Great Lakes Geek Book Review

The Cat Who Walks Through Walls
by Robert A. Heinlein

The Cat Who Walks Through Walls

While browsing some Playaway titles, I found an old Heinlein classic, The Cat Who Walks Through Walls.

So for the next few weeks I listened to 16 hours of the unabridged story as I walked the dog. Heinlein has been called "the dean of science fiction writers." Heinlein, Isaac Asimov and Arthur C. Clarke are the three heavy hitters from the Golden Age of classic science fiction.

Warning. If you are new to Robert A. Heinlein, this is not the book to start with.

Read/Listen to Stranger in a Strange Land or The Moon Is A Harsh Mistress to get a taste of Heinlein before reading The Cat. In fact, The Cat builds on characters and themes from Methuselah's Children, The Moon Is a Harsh Mistress, Time Enough for Love, and The Number of the Beast.

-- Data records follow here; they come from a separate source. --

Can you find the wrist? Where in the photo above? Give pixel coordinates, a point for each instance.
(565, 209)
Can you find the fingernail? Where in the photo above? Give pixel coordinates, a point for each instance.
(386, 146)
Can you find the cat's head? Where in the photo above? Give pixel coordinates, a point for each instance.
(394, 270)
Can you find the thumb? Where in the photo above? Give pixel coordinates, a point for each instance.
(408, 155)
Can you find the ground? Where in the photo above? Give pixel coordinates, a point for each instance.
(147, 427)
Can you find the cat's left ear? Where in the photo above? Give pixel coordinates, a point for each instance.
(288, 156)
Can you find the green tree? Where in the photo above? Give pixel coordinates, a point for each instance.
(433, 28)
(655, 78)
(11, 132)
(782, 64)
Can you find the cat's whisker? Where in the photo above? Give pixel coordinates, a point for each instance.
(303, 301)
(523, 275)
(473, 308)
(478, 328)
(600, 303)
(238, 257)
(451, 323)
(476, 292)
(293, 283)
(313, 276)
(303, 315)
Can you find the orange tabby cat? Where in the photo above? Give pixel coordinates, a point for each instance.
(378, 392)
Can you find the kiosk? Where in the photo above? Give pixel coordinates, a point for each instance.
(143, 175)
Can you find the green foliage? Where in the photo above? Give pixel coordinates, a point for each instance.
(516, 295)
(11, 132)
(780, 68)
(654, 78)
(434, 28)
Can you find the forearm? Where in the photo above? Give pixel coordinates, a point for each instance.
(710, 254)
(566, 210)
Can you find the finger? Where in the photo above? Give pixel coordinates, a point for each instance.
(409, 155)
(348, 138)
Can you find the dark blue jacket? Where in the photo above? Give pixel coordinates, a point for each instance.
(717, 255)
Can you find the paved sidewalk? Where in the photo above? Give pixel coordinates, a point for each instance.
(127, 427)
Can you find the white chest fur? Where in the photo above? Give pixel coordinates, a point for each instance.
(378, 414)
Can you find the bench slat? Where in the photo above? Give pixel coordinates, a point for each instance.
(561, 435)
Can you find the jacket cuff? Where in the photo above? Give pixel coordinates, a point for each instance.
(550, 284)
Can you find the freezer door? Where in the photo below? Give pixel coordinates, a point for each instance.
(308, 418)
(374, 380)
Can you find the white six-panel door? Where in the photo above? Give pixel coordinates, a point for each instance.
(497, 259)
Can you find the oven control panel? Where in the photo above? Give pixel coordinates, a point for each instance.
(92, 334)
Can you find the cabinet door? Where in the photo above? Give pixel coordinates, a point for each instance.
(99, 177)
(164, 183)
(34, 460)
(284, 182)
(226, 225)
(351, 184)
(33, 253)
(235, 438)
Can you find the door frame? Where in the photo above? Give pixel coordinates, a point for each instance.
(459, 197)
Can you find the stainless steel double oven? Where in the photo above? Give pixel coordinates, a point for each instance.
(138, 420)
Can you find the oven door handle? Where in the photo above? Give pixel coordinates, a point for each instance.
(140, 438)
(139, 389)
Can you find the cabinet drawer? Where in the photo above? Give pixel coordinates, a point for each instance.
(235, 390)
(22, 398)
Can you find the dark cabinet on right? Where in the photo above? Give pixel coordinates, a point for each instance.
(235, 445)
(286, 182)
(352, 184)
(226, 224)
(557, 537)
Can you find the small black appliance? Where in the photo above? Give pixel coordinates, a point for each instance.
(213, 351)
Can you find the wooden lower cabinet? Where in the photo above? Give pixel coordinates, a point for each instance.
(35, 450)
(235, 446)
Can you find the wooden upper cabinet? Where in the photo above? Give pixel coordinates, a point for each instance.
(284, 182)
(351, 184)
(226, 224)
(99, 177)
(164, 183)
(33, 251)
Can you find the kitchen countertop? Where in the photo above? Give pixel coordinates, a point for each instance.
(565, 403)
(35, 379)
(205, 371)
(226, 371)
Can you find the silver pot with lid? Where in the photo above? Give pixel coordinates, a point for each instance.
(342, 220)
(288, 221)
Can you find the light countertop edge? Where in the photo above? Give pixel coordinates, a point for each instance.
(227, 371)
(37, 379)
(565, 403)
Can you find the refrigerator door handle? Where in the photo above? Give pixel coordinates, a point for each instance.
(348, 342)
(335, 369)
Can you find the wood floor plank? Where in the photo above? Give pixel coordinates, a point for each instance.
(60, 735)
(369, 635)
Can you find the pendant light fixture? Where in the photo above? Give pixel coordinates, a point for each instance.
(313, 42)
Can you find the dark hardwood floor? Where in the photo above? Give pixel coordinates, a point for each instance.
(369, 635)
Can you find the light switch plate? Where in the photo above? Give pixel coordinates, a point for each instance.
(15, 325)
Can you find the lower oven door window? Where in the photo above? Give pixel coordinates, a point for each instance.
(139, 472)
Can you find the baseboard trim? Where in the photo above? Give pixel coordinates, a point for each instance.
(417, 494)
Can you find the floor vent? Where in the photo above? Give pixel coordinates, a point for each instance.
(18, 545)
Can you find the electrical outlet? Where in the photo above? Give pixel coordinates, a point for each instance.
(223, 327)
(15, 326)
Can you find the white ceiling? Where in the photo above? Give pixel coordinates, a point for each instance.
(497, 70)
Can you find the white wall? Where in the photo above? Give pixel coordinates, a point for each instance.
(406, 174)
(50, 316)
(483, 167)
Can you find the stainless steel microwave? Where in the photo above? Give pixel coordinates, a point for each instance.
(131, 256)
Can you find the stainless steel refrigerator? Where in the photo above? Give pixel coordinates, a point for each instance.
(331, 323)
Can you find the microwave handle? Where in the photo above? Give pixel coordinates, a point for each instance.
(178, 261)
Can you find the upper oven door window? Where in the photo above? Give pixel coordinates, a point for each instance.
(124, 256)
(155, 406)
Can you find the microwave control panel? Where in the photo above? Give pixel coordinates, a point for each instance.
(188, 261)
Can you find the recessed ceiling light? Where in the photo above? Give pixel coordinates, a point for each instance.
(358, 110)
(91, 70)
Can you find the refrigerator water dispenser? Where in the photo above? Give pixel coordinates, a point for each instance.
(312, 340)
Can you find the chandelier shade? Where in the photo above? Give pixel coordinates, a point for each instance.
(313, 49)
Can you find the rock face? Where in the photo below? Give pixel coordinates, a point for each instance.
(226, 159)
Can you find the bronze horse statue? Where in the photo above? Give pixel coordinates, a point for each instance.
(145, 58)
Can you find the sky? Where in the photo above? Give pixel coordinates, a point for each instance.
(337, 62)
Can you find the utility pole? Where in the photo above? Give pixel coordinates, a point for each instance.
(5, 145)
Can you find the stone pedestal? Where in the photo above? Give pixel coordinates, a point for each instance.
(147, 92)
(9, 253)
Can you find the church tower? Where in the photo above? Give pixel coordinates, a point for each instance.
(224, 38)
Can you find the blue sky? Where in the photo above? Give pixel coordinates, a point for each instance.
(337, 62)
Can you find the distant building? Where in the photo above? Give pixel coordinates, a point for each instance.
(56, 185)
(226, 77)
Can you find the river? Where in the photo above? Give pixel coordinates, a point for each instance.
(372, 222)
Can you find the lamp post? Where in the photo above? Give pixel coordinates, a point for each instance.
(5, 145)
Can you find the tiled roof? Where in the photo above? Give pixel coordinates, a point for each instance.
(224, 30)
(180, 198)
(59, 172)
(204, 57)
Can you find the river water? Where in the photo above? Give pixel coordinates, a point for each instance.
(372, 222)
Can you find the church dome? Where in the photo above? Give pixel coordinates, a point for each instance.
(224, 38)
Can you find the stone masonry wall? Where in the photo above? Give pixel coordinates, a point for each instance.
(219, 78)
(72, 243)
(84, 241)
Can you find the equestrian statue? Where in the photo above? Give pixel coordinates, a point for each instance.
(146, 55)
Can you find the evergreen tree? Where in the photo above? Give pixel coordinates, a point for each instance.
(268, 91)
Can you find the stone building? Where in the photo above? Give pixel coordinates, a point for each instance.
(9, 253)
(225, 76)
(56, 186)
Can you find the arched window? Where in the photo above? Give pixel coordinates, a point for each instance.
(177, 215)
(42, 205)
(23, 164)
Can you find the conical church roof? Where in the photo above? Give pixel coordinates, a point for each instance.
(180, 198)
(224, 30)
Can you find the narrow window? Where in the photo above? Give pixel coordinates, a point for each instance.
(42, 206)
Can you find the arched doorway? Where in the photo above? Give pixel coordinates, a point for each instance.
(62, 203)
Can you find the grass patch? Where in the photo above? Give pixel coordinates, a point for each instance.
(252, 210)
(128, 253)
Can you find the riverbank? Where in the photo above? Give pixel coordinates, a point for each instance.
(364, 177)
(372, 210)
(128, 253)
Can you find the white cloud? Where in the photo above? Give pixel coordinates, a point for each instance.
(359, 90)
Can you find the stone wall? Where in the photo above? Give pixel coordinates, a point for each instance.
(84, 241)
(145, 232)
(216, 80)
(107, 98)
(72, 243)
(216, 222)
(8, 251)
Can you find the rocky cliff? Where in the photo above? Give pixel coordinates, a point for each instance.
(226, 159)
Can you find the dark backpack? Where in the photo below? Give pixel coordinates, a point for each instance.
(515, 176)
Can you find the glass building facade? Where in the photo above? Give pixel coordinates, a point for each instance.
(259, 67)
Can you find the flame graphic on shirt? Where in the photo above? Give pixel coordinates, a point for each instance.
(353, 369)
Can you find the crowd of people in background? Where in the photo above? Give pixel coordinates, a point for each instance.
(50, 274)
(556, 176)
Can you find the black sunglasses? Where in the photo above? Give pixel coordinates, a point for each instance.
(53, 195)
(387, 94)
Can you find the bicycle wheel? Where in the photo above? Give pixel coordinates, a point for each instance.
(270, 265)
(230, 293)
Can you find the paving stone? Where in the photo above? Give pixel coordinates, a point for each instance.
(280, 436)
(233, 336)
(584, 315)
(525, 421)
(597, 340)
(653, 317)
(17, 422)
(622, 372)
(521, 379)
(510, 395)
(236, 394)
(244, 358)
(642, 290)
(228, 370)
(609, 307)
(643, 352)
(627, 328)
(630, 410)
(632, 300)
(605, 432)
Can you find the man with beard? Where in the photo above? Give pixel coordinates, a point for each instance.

The hero is based on Heinlein himself. The book is written in the first-person as Richard Ames, a disabled military veteran who becomes a writer, speaks into a recorder. His female lead is said to be based on his wife Virginia.

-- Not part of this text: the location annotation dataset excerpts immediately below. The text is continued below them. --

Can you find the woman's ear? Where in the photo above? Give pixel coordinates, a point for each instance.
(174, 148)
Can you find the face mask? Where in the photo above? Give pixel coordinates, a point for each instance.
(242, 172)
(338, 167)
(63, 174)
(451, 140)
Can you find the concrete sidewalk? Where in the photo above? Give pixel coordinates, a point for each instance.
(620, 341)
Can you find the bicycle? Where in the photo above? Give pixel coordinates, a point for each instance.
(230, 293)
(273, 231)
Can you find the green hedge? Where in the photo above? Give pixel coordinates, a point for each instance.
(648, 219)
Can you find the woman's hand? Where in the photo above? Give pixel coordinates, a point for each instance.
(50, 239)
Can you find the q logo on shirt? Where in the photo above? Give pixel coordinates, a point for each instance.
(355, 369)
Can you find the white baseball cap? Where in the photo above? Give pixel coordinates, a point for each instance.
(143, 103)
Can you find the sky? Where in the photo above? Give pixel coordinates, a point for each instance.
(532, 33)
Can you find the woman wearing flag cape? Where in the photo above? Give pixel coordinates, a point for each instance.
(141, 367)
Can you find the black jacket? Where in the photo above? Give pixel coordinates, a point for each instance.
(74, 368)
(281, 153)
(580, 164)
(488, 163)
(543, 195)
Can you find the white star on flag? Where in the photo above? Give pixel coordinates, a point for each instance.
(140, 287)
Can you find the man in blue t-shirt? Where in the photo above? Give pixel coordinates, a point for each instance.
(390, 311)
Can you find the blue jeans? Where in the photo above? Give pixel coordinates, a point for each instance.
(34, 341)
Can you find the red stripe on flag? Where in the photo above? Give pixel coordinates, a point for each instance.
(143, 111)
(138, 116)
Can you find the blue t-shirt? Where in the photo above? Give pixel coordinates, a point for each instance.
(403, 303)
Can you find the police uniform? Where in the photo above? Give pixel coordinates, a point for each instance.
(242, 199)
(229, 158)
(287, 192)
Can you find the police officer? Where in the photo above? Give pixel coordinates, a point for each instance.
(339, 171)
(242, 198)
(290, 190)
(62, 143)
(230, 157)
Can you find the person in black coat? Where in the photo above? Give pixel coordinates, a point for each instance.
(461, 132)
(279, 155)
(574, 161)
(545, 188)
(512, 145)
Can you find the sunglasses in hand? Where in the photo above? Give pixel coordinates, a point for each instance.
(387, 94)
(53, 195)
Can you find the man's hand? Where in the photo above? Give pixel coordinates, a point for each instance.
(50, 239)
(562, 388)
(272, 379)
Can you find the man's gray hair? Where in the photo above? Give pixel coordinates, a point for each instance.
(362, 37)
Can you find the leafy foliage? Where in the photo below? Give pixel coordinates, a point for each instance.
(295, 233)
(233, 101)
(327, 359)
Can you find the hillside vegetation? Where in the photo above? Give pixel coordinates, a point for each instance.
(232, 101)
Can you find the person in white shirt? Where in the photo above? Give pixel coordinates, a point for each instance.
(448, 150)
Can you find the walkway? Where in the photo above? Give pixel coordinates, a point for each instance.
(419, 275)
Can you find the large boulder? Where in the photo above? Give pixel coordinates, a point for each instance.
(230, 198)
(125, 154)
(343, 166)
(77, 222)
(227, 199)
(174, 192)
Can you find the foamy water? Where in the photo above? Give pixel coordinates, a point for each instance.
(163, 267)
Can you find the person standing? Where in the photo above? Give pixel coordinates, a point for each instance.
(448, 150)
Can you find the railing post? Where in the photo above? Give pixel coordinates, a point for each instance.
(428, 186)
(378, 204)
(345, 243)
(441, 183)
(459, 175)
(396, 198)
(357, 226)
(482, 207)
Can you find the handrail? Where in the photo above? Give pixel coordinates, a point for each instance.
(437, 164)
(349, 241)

It was published in 1985 and many references seem to predict an Internet-like data source available for access from terminals. The Richard Ames main character, and others in the book, use the acronym TANSTAAFL that Heinlein coined in 1966 in The Moon Is a Harsh Mistress. TANSTAAFL, of course, stands for "There Ain't No Such Thing As A Free Lunch."

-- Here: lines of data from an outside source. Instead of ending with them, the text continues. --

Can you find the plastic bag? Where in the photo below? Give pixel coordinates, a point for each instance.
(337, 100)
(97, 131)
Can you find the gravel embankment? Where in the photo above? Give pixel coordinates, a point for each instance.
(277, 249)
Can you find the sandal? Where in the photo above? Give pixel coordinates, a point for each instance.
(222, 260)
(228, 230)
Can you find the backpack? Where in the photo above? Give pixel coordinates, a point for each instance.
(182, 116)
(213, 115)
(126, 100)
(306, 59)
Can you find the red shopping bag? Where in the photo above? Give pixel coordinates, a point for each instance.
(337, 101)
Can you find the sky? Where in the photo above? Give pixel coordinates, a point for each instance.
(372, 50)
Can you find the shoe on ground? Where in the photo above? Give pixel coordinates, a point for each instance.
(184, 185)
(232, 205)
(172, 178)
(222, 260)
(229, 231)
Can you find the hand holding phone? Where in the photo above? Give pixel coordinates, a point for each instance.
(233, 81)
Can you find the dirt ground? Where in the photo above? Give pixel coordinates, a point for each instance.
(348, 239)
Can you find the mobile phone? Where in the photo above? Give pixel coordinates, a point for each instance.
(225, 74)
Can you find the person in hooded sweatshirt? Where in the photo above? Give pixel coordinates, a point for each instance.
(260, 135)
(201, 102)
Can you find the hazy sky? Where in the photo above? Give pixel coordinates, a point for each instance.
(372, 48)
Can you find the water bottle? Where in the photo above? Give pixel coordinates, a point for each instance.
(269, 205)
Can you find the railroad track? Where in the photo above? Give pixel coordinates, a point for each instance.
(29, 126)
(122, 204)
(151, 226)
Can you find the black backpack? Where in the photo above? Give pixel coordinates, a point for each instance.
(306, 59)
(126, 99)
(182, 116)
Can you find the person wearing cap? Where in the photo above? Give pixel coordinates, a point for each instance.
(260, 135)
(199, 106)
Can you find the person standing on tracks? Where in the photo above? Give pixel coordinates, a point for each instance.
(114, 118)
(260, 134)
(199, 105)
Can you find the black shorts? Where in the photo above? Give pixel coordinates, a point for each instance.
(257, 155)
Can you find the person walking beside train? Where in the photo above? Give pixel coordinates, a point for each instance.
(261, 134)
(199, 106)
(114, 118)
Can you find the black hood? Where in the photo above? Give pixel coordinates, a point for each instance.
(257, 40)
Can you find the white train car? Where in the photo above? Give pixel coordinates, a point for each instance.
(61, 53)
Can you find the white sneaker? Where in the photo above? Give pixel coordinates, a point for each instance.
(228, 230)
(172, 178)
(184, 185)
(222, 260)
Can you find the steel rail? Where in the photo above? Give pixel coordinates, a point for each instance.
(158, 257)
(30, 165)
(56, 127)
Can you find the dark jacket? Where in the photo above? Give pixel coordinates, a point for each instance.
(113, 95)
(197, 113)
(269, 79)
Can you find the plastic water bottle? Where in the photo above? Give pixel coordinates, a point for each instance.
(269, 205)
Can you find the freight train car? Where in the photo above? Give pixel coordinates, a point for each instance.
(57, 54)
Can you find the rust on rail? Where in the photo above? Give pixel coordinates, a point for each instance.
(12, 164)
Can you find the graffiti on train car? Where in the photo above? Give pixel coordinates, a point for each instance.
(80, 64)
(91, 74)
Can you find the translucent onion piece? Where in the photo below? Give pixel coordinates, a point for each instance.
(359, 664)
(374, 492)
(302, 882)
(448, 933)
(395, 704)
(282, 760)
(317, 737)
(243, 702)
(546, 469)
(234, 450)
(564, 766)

Computer types will appreciate that Heinlein also coined the word "grok" among others. Grok was first used in the Heinlein novel Stranger in a Strange Land:

"Grok means to understand so thoroughly that the observer becomes a part of the observed-to merge, blend, intermarry, lose identity in group experience. It means almost everything that we mean by religion, philosophy, and science-and it means as little to us (because of our Earthly assumptions) as color means to a blind man."

The cat in the title of the book is named Pixel, and actually only shows up about 2/3rds of the way through the book. Pixel is able to somehow appear wherever the narrator/Heinlein is in the book and the characters talk about the 20th century Schrödinger's cat.

If you are a Heinlein fan, you will like this book as it is almost the story of who Heinlein thinks he is/wishes he had been. It's not his most innovative or well-crafted but it's a nice addition to his catalog.

Great Lakes Geek Rating:3 out of 5 pocket protectors.